The iPhone will be a natural replacement for your cherished iPod and allow you to avoid the nakedness of being without it. But with the iPhone, where do you draw the line between work and play? Your favourite accessory now accomplishes work-related tasks from which you might actually want to escape.

Colin says: Thumbs up

The friendly looking interface invites people to keep in touch and listen to their favourite songs anywhere.

People will value their iPhone like they do a close friend.

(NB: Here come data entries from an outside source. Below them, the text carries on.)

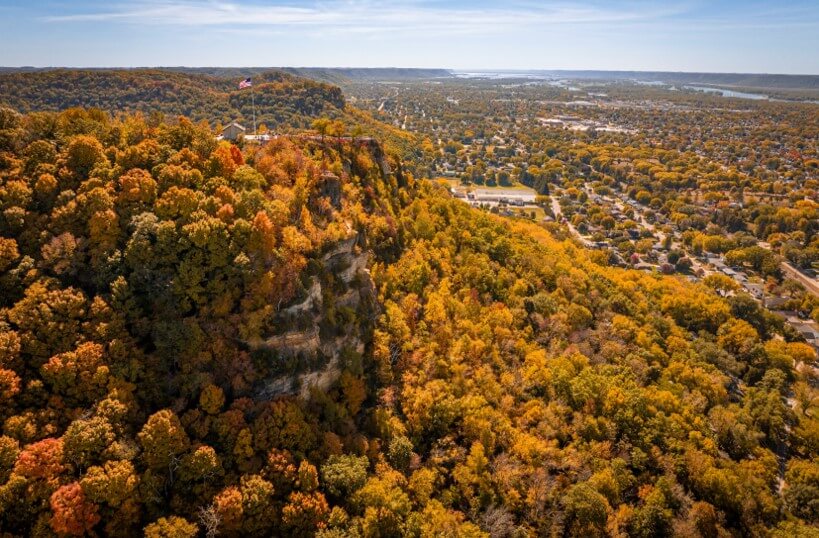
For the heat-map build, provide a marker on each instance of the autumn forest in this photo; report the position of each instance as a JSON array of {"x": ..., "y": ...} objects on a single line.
[{"x": 314, "y": 335}]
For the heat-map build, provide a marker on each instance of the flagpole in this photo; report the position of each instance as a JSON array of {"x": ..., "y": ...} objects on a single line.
[{"x": 253, "y": 100}]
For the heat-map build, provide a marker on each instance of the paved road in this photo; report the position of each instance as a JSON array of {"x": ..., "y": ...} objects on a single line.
[{"x": 558, "y": 214}]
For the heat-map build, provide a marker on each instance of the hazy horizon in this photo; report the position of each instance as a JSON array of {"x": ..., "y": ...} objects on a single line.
[{"x": 679, "y": 36}]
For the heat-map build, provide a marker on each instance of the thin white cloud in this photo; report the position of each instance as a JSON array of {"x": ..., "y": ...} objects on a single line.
[{"x": 365, "y": 16}]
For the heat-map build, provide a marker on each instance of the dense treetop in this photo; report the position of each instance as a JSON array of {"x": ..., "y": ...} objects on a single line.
[{"x": 163, "y": 295}]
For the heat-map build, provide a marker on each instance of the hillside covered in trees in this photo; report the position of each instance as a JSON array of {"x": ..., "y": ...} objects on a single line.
[{"x": 301, "y": 339}]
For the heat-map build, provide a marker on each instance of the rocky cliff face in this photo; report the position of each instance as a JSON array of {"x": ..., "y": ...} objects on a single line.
[{"x": 329, "y": 317}]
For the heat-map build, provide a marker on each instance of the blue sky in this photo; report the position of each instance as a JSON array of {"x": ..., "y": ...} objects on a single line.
[{"x": 684, "y": 35}]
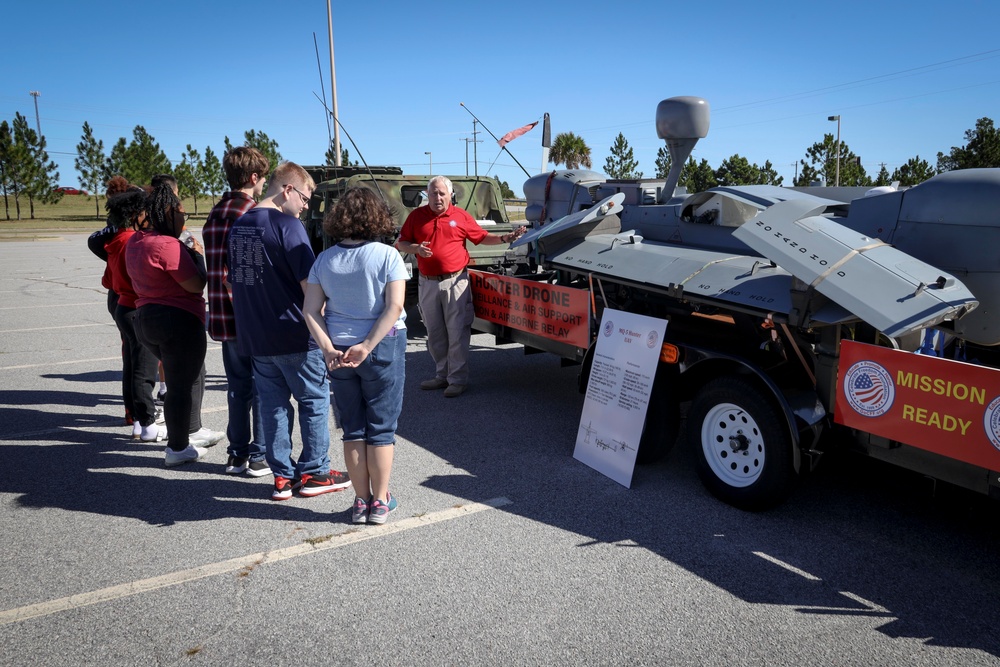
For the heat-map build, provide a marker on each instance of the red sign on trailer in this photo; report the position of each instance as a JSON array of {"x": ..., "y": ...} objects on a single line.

Is the iPhone socially and/or environmentally friendly?

Colin says: Thumbs down

People already use cellphones and music players to cocoon themselves away from others. With the functions combined, it will be even easier for people to ignore the world around them and, as a result, become even more anti-social than they already are.

Jenna says: Thumbs down

The iPhone has become a must-have product before it has even been released, but it will likely be replacing working products that will end up in the landfill, along with other iPods and iPhones whose rechargeable batteries are not designed to be replaced.

Is this device worth all the attention it is getting?

Jenna says: Thumbs up

By all means, check out the iPhone. It’s a great example of advances in technology and it showcases the Apple design.

But you have to decide if it’s right for you. Added features may be unnecessary, so why opt for the complexity and higher cost?

Colin says: Neutral

There is no doubt that the iPhone is an interesting and appealing product. At the same time, Cingular will have a monopoly as the sole service provider; fans must be willing to pay to get their hands on the latest Apple design.